Though I echo many of the sentiments posed by @AlecosPapadopoulos, maybe this would be helpful for your understanding. Ultimately, we can consider the efficiency frontier as the firms that make up the most efficient ways (or methods of production) of generating a particular output. For example, if our initial bundle of inputs was (listing them in $(x_1, x_2)$ pairs) $(2,5)$, the only firm that can generate a unit of output is firm E, hence its inclusion on the efficiency frontier.

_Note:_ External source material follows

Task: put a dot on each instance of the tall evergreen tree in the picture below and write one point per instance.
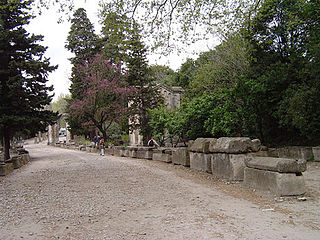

But what about any bundle like $(4,3)$ or $(5,2)$? Clearly firms A and D can produce one unit of output with the first bundle, and firms D and F can generate one unit of output with the second bundle. However, in both cases, only firm D is the most efficient producer.
(Why do we care? Perhaps if we're trying to consider the firm that satisfies a cost minimization problem. Suppose the price of each unit of $x_1$ is $1$ and the price of each unit of $x_2$ is $2$. Which firm will produce with the lowest cost? Firm D's production costs are only $\$8 $ per unit of $y$ (while both C and E's costs are $\$10$ per unit of output!), and hence if all goods are undifferentiated the cost curves are constant, firm D will dominate the market).
Hope that clarifies a bit- let me know if I totally misunderstood your confusion.